If the City and YMCA reach an agreement that allows the YMCA to relocate to City-owned property, the YMCA will proceed with fundraising, design and permitting including additional studies for traffic, stormwater, and parking. The estimated timeline is 3-4 years before the new facility would be complete and occupied. The City Council will need to approve any agreement with the YMCA, but there is currently no proposal before the Council as the YMCA and City have not yet completed a draft agreement. One or more public hearings will be held prior to final approval of any agreed upon plan. 2
Q: Who will operate the Arne Hanna Aquatic Center?
If the project proceeds, the YMCA will take on all operational functions of the existing aquatic center. However, the City and the YMCA are committed to keeping the facility available to the public. Community members will continue to be able to access the facilities with a daily pass and will not be required to purchase a YMCA membership.
Q: If the YMCA relocates, won’t the community actually lose aquatic space?
No. Both parties agree that the aquatic space lost at the existing YMCA space needs to be replaced at the Arne Hanna Aquatic Center as part of this project. Any agreement with the YMCA must include the provision of learn-to-swim, water aerobics and other community aquatic programming at the same or increased level of current offerings at the Arne Hanna Aquatic Center.
The proposed facility plans that have been presented by the YMCA are preliminary and conceptual. No final plans have been drafted or presented.
The conceptual aquatic facility enhancements include expanding swimming lanes from 8 to 12. The addition of four new 25-yard swim lanes could be attached or placed near the instructional pool. These lanes can easily accommodate the average numbers of lap swimmers at the existing YMCA. No decisions have been made on the water temperature of the new lap lanes, but they can be kept cooler than the instructional area even though they may be in the same water body. Both parties understand lanes used for lap swimming must be kept at a temperature that is safe and appropriate for lap swimming. The lane additions can also be used for swim lessons, water aerobics and other programs, freeing up the existing lap pool for more lap swimming.

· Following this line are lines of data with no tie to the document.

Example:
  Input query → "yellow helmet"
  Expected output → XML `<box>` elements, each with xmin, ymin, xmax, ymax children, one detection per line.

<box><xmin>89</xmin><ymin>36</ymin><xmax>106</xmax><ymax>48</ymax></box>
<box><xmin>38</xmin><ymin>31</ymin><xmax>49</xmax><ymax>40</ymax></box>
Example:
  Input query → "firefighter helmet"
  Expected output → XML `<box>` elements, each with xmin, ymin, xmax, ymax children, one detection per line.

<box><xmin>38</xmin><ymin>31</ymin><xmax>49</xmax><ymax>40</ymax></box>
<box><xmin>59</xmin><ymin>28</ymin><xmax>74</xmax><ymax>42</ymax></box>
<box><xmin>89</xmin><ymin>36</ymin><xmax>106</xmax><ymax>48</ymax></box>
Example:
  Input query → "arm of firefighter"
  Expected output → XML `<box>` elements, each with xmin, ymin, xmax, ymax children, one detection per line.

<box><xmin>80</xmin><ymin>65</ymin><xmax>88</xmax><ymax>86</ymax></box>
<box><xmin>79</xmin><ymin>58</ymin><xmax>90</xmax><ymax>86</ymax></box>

Q: Isn’t Arne Hanna already too crowded?
Both parties recognize at high demand times there is a shortage of aquatic capacity at the Arne Hanna facility. When AHAC opened in 1995, there were two high schools. Now there are three. The high school dismissal time has been moved back one hour, which in turn has had a domino effect of moving swim team practice and meets further into the late afternoon and evening, impacting other community aquatic programs. The Bellingham School District has expressed significant interest in constructing a new pool to serve the needs of the district as shown in the concept plans prepared by the YMCA. BSD, the YMCA and the City are in discussions regarding the timeline for a new pool and to determine if this site is appropriate.
Q: What about the YMCA building downtown?
The City and the YMCA recognize that the YMCA’s current facility location represents a significant value to both the YMCA and the City. As such, the Parties will exercise their best efforts in a coordinated manner to identify the building use priorities of the current location, and to ensure the YMCA’s property asset value is maximized to support the project and the City’s downtown Bellingham development strategy.